On a l’impression de suivre un automate qui avance dans la vie sans véritable raison d’être. Même son avocat est troublé par cette absence totale d’émotion. Le seul moment où il montrera de l’émotion, c’est à la toute fin.
Un procès absurde
Ce qui m’a frappée, ce n’est pas seulement le comportement détaché de Meursault (parfois troublant), mais surtout la réaction de la société face à sa différence, à son non-conformisme.
Lors de son procès, le meurtre passe rapidement au second plan. On ne s’attarde pas sur son acte, mais sur son comportement : pourquoi n’a-t-il pas pleuré à l’enterrement de sa mère ? Pourquoi paraît-il insensible, presque détaché ? Plus que son crime, c’est son incapacité à se conformer qui le condamne.
Le procès prend ainsi des allures de parodie, frôlant l’absurde. Meursault semble jugé avant même l’examen des faits, comme si son sort était déjà scellé. Malgré son attitude troublante et questionnable, je trouve que la sentence était très sévère sachant que le meurtre n’était pas prémédité et était un accident (du moins le coup mortel). Le verdict, bien que prévisible, surprend par sa dureté et souligne l’idée centrale : dans cette société, ne pas entrer dans les normes établies équivaut à être coupable.
Une critique sociale
Cette lecture m’a immédiatement fait penser aux personnes emprisonnées à tort ou victimes de condamnations injustes. Certes, Meursault méritait une peine d’emprisonnement puisqu’il a bel et bien tué un homme – même si c’était de manière accidentelle –, mais son procès ne s’est pas attaché à établir les faits. On ne s’est même pas demandé s’il s’agissait de légitime défense ; il a été jugé bien avant que la vérité ne soit examinée.

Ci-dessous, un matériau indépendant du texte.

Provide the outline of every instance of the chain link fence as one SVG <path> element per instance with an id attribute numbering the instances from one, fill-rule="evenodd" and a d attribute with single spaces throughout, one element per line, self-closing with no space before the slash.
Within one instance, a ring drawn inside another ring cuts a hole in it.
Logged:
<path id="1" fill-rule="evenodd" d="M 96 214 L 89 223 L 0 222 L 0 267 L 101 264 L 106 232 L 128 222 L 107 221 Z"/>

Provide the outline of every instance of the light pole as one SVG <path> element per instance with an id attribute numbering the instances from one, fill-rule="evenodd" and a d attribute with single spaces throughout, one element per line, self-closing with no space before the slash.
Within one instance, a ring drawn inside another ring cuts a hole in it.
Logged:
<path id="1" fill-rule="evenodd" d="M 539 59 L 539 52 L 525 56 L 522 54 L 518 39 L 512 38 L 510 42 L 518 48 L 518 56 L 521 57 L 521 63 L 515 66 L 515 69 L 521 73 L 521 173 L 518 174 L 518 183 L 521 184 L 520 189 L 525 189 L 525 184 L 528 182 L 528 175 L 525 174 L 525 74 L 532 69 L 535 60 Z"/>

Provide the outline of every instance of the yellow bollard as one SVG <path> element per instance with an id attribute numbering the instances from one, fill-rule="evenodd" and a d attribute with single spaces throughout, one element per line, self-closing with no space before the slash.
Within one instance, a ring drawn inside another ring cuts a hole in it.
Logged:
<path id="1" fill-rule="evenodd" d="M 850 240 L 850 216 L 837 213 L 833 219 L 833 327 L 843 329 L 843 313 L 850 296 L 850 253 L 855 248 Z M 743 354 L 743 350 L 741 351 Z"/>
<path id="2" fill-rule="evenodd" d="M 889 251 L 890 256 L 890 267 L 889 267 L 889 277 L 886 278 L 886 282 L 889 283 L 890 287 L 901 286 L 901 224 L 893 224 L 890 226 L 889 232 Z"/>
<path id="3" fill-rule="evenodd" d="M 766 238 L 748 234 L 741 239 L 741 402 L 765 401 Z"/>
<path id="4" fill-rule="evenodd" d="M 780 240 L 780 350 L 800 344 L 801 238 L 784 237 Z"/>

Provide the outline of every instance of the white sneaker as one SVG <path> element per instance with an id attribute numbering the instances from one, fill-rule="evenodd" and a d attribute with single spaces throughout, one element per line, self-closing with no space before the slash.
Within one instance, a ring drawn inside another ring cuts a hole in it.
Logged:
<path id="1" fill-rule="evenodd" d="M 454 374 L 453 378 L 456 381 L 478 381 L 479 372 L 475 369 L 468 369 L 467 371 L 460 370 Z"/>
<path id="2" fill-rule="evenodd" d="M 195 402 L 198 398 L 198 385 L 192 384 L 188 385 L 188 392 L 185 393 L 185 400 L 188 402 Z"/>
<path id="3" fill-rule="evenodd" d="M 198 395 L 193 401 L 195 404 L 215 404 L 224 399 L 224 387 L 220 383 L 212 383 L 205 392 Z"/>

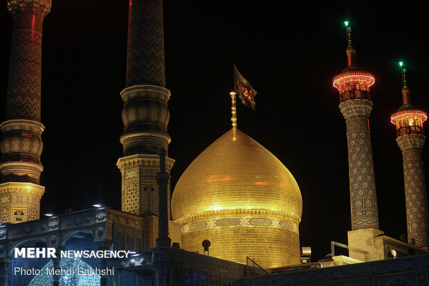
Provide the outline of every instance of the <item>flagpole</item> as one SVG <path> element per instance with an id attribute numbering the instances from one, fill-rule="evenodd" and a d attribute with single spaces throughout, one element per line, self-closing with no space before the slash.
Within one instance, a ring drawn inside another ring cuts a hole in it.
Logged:
<path id="1" fill-rule="evenodd" d="M 235 91 L 235 64 L 234 64 L 234 84 L 232 85 L 234 88 L 234 91 L 230 92 L 230 96 L 231 96 L 231 113 L 232 114 L 231 116 L 231 121 L 232 121 L 232 129 L 237 128 L 237 105 L 235 101 L 235 95 L 237 94 Z"/>
<path id="2" fill-rule="evenodd" d="M 232 121 L 232 129 L 237 128 L 237 107 L 235 105 L 235 92 L 231 91 L 230 92 L 230 95 L 231 96 L 231 114 L 232 114 L 231 116 L 231 121 Z"/>

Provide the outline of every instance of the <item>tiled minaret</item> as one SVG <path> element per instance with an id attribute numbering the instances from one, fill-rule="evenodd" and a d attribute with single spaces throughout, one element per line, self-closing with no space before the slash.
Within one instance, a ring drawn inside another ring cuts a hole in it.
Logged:
<path id="1" fill-rule="evenodd" d="M 122 210 L 135 215 L 158 214 L 160 148 L 168 150 L 170 112 L 165 89 L 162 0 L 129 0 L 127 87 L 120 136 L 124 157 L 118 161 L 122 173 Z M 174 161 L 165 159 L 166 171 Z M 170 218 L 170 184 L 167 188 Z"/>
<path id="2" fill-rule="evenodd" d="M 334 78 L 333 82 L 340 91 L 339 107 L 346 120 L 352 229 L 378 229 L 368 119 L 372 109 L 369 87 L 374 83 L 374 77 L 357 66 L 351 31 L 347 26 L 347 67 Z"/>
<path id="3" fill-rule="evenodd" d="M 38 220 L 44 187 L 40 123 L 42 30 L 51 0 L 8 0 L 13 17 L 6 118 L 0 148 L 0 221 Z"/>
<path id="4" fill-rule="evenodd" d="M 402 63 L 400 63 L 402 66 Z M 410 88 L 403 76 L 403 105 L 392 114 L 391 121 L 396 127 L 396 142 L 402 151 L 403 179 L 405 191 L 408 243 L 428 249 L 429 247 L 429 213 L 423 161 L 423 145 L 426 136 L 423 123 L 428 118 L 426 111 L 411 105 Z"/>

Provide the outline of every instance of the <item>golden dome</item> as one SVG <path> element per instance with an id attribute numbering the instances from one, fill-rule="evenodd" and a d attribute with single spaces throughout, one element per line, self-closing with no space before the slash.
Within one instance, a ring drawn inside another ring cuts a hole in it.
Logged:
<path id="1" fill-rule="evenodd" d="M 236 128 L 203 152 L 179 179 L 172 199 L 182 248 L 263 267 L 300 262 L 302 200 L 295 179 L 262 145 Z"/>

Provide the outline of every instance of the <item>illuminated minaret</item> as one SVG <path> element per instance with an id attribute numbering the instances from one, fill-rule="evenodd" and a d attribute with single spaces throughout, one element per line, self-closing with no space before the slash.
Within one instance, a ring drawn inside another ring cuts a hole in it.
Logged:
<path id="1" fill-rule="evenodd" d="M 42 28 L 51 0 L 8 0 L 13 17 L 5 121 L 0 148 L 0 221 L 39 219 L 43 166 L 40 123 Z"/>
<path id="2" fill-rule="evenodd" d="M 122 173 L 122 210 L 136 215 L 158 214 L 160 148 L 168 150 L 170 112 L 165 89 L 162 0 L 129 0 L 127 87 L 120 136 L 124 157 L 118 161 Z M 168 153 L 167 153 L 168 154 Z M 169 172 L 174 160 L 165 158 Z M 170 184 L 167 187 L 170 217 Z"/>
<path id="3" fill-rule="evenodd" d="M 378 229 L 378 213 L 369 135 L 369 114 L 372 109 L 369 87 L 374 75 L 356 66 L 356 49 L 352 46 L 348 22 L 347 67 L 333 79 L 340 91 L 340 109 L 346 120 L 349 151 L 349 179 L 352 230 Z"/>
<path id="4" fill-rule="evenodd" d="M 402 62 L 399 63 L 402 66 Z M 392 114 L 391 122 L 396 127 L 396 142 L 402 151 L 403 180 L 405 191 L 408 243 L 428 249 L 429 247 L 429 214 L 423 161 L 426 136 L 423 123 L 426 112 L 411 105 L 411 91 L 405 81 L 405 69 L 401 68 L 403 105 Z"/>

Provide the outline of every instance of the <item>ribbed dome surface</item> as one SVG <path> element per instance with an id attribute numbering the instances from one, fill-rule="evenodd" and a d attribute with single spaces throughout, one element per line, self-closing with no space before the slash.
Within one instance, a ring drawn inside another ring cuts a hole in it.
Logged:
<path id="1" fill-rule="evenodd" d="M 302 202 L 295 179 L 274 155 L 237 129 L 210 145 L 186 169 L 172 199 L 182 247 L 262 267 L 300 262 Z M 267 252 L 268 251 L 268 252 Z"/>

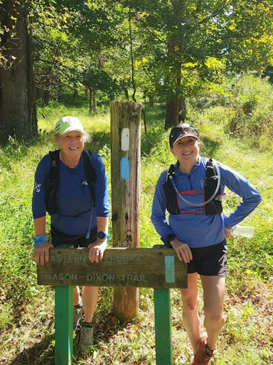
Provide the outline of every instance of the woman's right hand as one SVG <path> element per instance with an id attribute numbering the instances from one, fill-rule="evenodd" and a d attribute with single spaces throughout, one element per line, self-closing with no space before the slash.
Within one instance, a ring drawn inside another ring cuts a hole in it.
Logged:
<path id="1" fill-rule="evenodd" d="M 176 252 L 177 257 L 180 261 L 189 262 L 193 259 L 193 255 L 187 243 L 181 242 L 175 238 L 170 242 L 173 248 Z"/>
<path id="2" fill-rule="evenodd" d="M 54 246 L 50 242 L 41 243 L 34 247 L 32 255 L 32 260 L 36 261 L 38 265 L 43 265 L 48 262 L 49 260 L 49 250 Z"/>

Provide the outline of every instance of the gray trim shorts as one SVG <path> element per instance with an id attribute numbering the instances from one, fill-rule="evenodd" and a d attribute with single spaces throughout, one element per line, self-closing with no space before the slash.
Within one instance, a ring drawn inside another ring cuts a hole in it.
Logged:
<path id="1" fill-rule="evenodd" d="M 51 224 L 51 243 L 54 246 L 60 245 L 73 245 L 75 248 L 78 247 L 87 247 L 90 243 L 95 242 L 97 239 L 97 227 L 95 227 L 90 231 L 90 237 L 86 238 L 86 233 L 81 234 L 66 234 L 59 231 Z"/>
<path id="2" fill-rule="evenodd" d="M 190 249 L 193 260 L 188 263 L 188 274 L 225 276 L 228 260 L 228 245 L 225 239 L 217 245 Z"/>

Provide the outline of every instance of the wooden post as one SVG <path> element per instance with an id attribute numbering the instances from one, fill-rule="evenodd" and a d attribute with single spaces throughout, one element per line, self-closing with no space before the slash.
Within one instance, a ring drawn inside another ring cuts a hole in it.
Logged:
<path id="1" fill-rule="evenodd" d="M 115 247 L 139 247 L 141 113 L 142 104 L 111 101 L 111 181 Z M 138 288 L 114 289 L 115 315 L 130 322 L 137 314 Z"/>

Ce parallèle m’a rappelé la situation de nombreux condamnés à mort aux États-Unis : certains sont innocents, d’autres ne méritent pas une sanction aussi extrême. Imaginer ce qu’ils ressentent face à ces injustices est insupportable.
Ainsi, L’Étranger m’a poussée à réfléchir bien au-delà de la fiction, sur des questions essentielles : la société, la justice et la valeur que l’on accorde à la vie humaine. Camus dénonce ici une société hypocrite et conformiste, qui marginalise ceux qui ne rentrent pas dans les cases établies. Meursault n’est pas seulement condamné pour son crime, mais surtout pour sa différence.
Conclusion
En refermant ce livre, je peux dire avec certitude qu’il laisse une empreinte. Ce n’est pas une lecture « divertissante » au sens léger du terme, celle qu’on lit pour s’évader sous un plaid avec une tasse de thé – mais c’est une lecture essentielle. Un roman qui invite à la réflexion, qui questionne la société, la condition humaine, la morale et l’absurde, et qui reste en tête longtemps après avoir tourné la dernière page.

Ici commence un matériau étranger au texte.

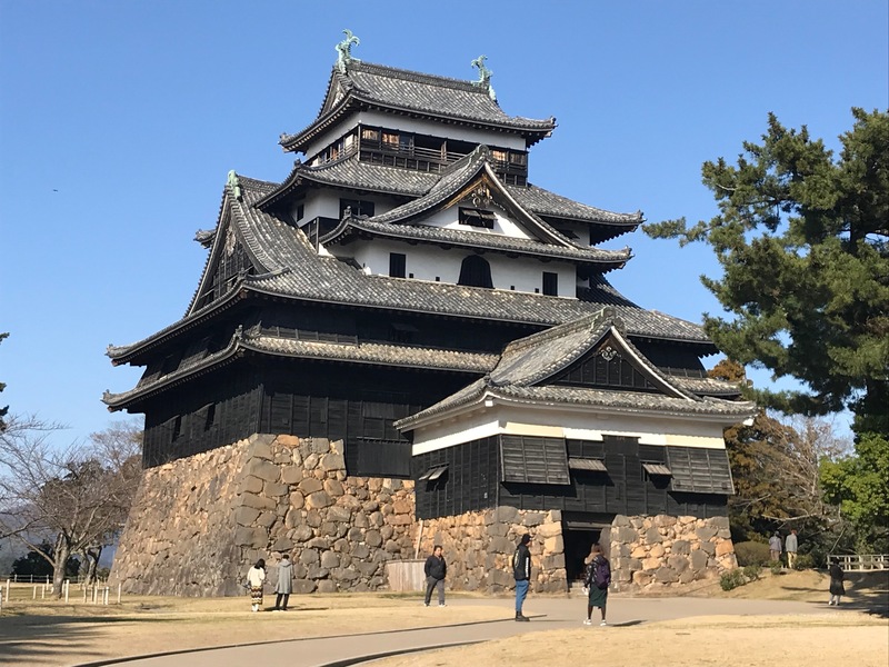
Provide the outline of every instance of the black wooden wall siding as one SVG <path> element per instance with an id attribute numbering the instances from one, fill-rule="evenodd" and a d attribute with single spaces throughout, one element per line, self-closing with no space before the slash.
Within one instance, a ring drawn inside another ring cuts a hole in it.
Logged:
<path id="1" fill-rule="evenodd" d="M 677 491 L 670 488 L 669 477 L 645 471 L 643 462 L 667 461 L 666 447 L 639 445 L 637 439 L 623 437 L 606 437 L 605 441 L 567 440 L 569 460 L 601 459 L 607 471 L 571 469 L 568 485 L 529 484 L 502 481 L 501 438 L 492 436 L 416 456 L 412 477 L 417 480 L 417 517 L 451 516 L 498 505 L 532 510 L 561 509 L 575 517 L 670 514 L 706 518 L 726 515 L 726 491 Z M 695 448 L 670 447 L 679 454 L 686 449 Z M 448 469 L 439 479 L 419 479 L 443 464 Z"/>
<path id="2" fill-rule="evenodd" d="M 160 466 L 258 432 L 260 380 L 230 366 L 154 399 L 146 408 L 142 465 Z"/>

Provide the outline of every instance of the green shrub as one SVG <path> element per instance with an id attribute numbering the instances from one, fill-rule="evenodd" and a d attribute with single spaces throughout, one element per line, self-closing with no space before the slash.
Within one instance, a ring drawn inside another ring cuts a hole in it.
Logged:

C’est une œuvre incontournable, à la fois éducative et profondément troublante. Je comprends pleinement pourquoi elle est considérée comme un chef-d’œuvre du XXe siècle. Ce roman n’a pas été un coup de cœur pour moi, mais c’est indéniablement une lecture qui en vaut la peine. Un de ces livres qu’on est presque reconnaissant d’avoir lus. Je recommande.
Et, vous, avez-vous déjà lu ce roman? Qu’en avez-vous pensez?